Your risk for side effects is higher if:
- you’re prone to infections
- you have a weakened immune system
- you have other serious health conditions, such as a heart condition, impaired immune system, organ transplant, or liver problems
Your doctor will discuss the pros and cons of treatment with Humira and what to expect with treatment.
Humira has a
- serious infections, such as pneumonia, tuberculosis, and histoplasmosis
- cancers, such as those of the skin, breast, colon, prostate, lung, as well as lymphoma and leukemia
In addition to the black box warning, there are some other serious risks to be aware of, including:
- hepatitis B reactivation (flare up) if you’ve had hepatitis B in the past
- worsening of neurological disorders, such as multiple sclerosis and Guillain-Barré syndrome
- blood disorders, such as anemia and leukopenia
- congestive heart failure
You should avoid getting any live vaccines while you’re on Humira. For children under 18, required vaccines should be up to date before starting Humira.
If you plan to become pregnant, are pregnant, or are breastfeeding, talk with your doctor to learn whether Humira is safe for you. Humira does pass into breast mil, so it isn’t recommended while breastfeeding.

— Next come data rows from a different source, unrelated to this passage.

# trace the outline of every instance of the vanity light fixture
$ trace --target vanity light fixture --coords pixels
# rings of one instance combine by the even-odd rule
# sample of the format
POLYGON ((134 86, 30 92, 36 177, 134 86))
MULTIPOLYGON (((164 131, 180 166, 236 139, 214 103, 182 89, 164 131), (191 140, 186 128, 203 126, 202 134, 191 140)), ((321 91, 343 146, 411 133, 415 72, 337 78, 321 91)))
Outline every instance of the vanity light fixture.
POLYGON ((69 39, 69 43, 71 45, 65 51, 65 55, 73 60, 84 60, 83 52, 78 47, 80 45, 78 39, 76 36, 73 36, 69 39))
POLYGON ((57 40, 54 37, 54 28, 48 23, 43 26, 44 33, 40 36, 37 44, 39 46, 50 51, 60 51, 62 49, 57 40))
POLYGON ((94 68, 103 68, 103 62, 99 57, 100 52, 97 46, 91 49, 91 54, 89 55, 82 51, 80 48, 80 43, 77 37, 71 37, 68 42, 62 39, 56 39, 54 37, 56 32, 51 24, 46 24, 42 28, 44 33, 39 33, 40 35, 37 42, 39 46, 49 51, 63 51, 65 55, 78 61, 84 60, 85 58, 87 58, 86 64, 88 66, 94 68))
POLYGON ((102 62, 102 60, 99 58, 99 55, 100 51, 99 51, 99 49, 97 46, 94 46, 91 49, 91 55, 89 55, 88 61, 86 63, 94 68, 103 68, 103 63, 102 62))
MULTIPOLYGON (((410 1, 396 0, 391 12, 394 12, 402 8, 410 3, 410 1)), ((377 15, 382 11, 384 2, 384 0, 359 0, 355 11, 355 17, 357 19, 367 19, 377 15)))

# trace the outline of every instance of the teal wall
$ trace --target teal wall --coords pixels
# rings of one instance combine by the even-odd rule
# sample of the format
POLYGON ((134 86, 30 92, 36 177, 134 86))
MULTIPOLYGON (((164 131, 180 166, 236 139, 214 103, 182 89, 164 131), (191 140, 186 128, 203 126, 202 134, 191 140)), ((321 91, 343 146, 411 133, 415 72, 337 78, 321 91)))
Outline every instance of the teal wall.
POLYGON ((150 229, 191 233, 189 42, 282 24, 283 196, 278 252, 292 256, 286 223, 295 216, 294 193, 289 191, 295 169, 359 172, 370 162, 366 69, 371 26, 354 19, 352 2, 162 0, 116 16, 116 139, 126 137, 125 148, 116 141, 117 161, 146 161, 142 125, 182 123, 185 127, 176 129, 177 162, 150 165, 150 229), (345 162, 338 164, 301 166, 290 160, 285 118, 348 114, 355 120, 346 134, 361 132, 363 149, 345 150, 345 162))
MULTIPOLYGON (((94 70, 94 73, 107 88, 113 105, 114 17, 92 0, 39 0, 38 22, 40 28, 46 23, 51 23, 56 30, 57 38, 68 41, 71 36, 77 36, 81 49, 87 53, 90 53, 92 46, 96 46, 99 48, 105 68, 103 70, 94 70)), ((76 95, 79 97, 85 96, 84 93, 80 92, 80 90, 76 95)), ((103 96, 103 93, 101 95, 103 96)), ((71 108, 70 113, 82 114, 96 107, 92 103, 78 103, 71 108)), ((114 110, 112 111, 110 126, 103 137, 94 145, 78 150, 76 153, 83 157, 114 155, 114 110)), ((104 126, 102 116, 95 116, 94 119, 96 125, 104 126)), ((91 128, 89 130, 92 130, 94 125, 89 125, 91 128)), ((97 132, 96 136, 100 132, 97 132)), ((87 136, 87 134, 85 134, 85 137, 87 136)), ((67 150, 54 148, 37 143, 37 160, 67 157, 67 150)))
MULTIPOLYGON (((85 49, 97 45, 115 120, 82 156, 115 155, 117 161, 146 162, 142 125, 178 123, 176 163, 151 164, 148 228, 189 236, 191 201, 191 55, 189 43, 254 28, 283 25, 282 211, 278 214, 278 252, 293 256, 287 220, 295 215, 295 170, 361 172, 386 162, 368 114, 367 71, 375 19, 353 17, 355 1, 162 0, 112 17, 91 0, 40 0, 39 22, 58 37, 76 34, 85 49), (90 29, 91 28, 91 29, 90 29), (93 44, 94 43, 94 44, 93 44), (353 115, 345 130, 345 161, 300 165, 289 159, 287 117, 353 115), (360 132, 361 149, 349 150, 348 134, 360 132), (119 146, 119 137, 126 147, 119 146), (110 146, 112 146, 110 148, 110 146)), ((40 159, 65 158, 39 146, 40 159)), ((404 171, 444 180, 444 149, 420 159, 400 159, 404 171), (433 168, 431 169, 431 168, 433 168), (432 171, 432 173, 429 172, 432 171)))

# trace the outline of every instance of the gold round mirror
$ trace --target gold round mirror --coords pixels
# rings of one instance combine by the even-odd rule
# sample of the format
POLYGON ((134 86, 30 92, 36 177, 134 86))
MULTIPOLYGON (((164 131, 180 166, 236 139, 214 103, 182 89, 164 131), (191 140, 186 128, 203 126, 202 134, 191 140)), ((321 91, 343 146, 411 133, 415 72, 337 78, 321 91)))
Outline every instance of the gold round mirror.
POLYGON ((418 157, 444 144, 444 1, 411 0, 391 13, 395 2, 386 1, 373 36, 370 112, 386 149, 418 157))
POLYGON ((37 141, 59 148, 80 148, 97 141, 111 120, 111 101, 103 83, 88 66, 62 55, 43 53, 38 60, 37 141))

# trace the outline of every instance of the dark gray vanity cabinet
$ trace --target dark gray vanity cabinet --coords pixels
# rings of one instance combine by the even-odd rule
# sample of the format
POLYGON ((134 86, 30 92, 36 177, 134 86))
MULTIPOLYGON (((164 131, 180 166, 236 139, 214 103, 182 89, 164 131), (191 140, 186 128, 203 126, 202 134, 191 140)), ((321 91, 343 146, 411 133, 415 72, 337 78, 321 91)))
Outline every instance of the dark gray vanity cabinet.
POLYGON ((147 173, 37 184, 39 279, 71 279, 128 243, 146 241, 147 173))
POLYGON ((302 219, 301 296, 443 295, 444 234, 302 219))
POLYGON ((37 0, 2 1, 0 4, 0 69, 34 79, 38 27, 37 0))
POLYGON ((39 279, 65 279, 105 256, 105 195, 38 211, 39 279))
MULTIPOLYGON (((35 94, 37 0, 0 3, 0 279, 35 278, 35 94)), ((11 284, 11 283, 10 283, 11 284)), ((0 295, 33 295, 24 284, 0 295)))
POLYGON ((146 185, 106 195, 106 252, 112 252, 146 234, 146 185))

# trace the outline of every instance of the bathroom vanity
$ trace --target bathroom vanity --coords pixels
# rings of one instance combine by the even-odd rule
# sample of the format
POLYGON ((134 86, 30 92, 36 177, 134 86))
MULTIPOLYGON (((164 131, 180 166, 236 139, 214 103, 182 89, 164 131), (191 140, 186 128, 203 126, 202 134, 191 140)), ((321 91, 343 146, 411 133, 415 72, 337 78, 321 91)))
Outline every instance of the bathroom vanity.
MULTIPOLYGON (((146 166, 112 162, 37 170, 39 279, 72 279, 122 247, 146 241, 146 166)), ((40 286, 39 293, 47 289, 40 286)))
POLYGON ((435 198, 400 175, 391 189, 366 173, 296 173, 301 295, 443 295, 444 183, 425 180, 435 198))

Your doctor will talk with you about all the risks of Humira and whether it’s a good option to manage your condition.
Research shows that Humira is effective for managing moderate to severe symptoms of Crohn’s and helping to maintain remission.
Clinical studies have followed adults who received Humira as their first biologic and those who failed to maintain remission with another biologic drug (infliximab). Of these people, between 21 and 36 percent achieved remission within 4 weeks. Also, 52 to 58 percent of them had symptom improvement.
For children 6 to 17 years old with moderate to severe Crohn’s, treatment with Humira was effective. Studies show that at 26 weeks, around 28 to 39 percent had remission. Also, 48 to 59 percent of children had improvement in their symptoms.
Keep in mind that to manage symptoms and maintain remission, your dose may need to be adjusted from time to time.
It’s important to follow your doctor’s treatment plan to avoid flare-ups of Crohn’s. This includes continuing Humira while in remission. If you’re experiencing side effects or have other concerns about your treatment, talk with your doctor.
Biologics aren’t right for everyone. If you have a weakened immune system or have certain health conditions, your doctor will discuss other treatment options.
Tips for using Humira
Humira comes as an injection that you give yourself under the skin (subcutaneously). Your doctor will show you how to give the injection properly so that you’re confident in taking Humira at home.
The injection is given in the abdomen or front of the thigh. It’s thought to be less painful when given into the abdomen. Make sure you periodically move your injection site to lessen pain and to lower your risk for an infection.
Here are the steps for injecting Humira:
- Collect all your injection supplies.
- Wash your hands thoroughly.
- Sit down if you think it’ll make you more comfortable and stable.
- Clean and prepare your injection site.
- Check to make sure you have the right dose.
- Give the injection according to your doctor’s directions.
- Dispose of the used injection according to safe disposal requirements where you live.
Crohn’s disease is a chronic condition that can interfere with your quality of life. Although scientists don’t know the exact cause of Crohn’s disease, family history, stress, diet, and environmental factors may all play a role.
New treatments, such as biologics, are helping more people manage their symptoms and achieve remission for longer periods of time. Most people with Crohn’s go through cycles of relapse and remission.
Humira is effective at reducing moderate to severe symptoms of Crohn’s disease for many people and can improve your daily life.
If you’ve been diagnosed with Crohn’s disease, your doctor will discuss the best treatment options with you. Ask about the latest treatments available to help manage your condition and the pros and cons of Humira.